Schlein, who was born in Lugano, worked on former US President Barack Obama’s campaign team in 2008 and 2012 and was compared in the Italian media to the democratic US politician Alexandria Ocasio-Cortez for her rapid rise and political commitment.
During the election campaign, Schlein said she wanted to unite her fragmented Democratic Party (PD/Partito Democratico) and campaign for a transition to a green economy, fairer jobs and more prosperity. “The social-democratic people are alive and ready to rise up. I received a clear mandate for real change in the party,” Schlein said on Monday night following her election victory. “We will focus on fighting any kind of inequality,” she added.

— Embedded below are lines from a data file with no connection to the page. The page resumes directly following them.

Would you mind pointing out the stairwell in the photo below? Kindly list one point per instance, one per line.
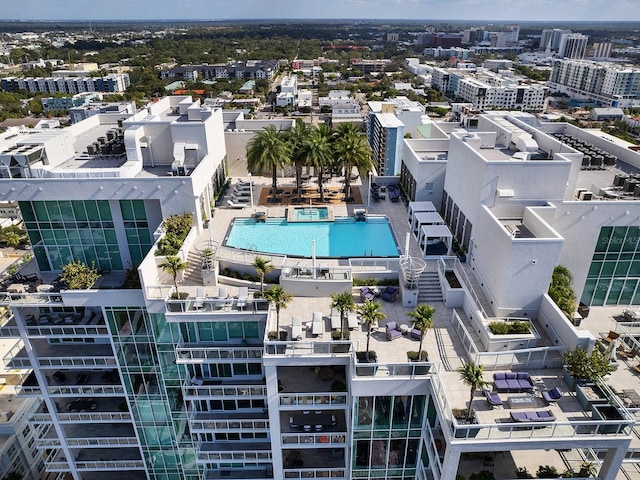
(429, 288)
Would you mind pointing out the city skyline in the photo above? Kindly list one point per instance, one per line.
(501, 10)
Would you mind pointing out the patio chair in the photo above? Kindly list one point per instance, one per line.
(233, 204)
(493, 398)
(631, 354)
(200, 296)
(243, 293)
(393, 331)
(390, 294)
(552, 396)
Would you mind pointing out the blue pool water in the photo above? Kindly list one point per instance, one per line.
(343, 238)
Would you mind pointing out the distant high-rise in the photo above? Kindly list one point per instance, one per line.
(573, 45)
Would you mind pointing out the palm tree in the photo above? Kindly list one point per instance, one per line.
(352, 150)
(280, 299)
(343, 301)
(318, 151)
(262, 266)
(371, 314)
(471, 374)
(423, 321)
(297, 137)
(173, 266)
(268, 150)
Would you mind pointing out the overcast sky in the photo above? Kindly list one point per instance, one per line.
(522, 10)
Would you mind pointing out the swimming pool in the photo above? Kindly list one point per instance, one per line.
(343, 237)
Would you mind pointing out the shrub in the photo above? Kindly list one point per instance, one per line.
(78, 275)
(176, 229)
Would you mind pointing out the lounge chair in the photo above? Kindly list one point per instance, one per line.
(366, 294)
(233, 204)
(415, 333)
(316, 324)
(200, 296)
(542, 416)
(336, 321)
(390, 294)
(393, 331)
(631, 354)
(296, 328)
(243, 293)
(553, 395)
(493, 398)
(611, 336)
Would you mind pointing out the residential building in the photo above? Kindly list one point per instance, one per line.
(112, 83)
(187, 383)
(572, 45)
(609, 85)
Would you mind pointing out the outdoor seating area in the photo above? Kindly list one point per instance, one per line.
(533, 416)
(512, 382)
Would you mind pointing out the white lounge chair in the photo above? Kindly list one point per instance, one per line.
(336, 321)
(243, 293)
(296, 328)
(316, 324)
(200, 296)
(232, 204)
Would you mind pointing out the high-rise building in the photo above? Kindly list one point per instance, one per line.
(572, 45)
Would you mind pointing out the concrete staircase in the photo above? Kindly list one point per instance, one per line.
(429, 287)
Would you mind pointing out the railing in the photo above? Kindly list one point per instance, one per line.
(87, 442)
(409, 369)
(78, 330)
(293, 348)
(186, 354)
(98, 390)
(324, 439)
(224, 391)
(337, 473)
(83, 417)
(199, 425)
(216, 305)
(372, 265)
(333, 398)
(246, 257)
(76, 362)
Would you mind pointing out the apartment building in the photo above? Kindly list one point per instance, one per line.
(487, 90)
(609, 85)
(112, 83)
(158, 383)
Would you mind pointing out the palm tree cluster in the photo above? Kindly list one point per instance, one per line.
(561, 291)
(321, 147)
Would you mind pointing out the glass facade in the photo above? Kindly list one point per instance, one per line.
(386, 436)
(63, 231)
(145, 347)
(614, 274)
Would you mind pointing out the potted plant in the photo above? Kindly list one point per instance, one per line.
(581, 367)
(366, 357)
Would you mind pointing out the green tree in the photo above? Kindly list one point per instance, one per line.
(371, 313)
(262, 266)
(317, 149)
(77, 275)
(268, 150)
(280, 298)
(472, 375)
(423, 321)
(173, 266)
(343, 302)
(352, 149)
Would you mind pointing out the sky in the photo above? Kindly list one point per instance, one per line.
(504, 10)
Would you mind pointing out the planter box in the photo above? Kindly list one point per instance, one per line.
(589, 394)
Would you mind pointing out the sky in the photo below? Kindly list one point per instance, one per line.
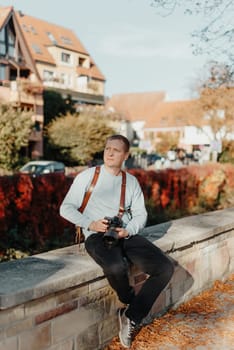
(136, 49)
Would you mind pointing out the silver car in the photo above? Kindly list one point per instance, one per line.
(39, 167)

The Democratic Party is Italy’s main opposition party. It had received around 20 percent of the vote in the last parliamentary elections, finishing second behind Meloni’s post-fascist group Fratelli d’Italia (FdI/Brothers of Italy). According to polls, she recently lost support in the course of the EU corruption scandal, in which some Italian left-wing politicians are involved.
There was lively participation in the election for the Social Democrat leadership on Sunday. The successor to the previous PD leader and former Prime Minister Enrico Letta, who announced his resignation following his party’s defeat in the parliamentary elections last September, was elected. All Italians were entitled to vote, regardless of their party affiliation, for a fee of two euros.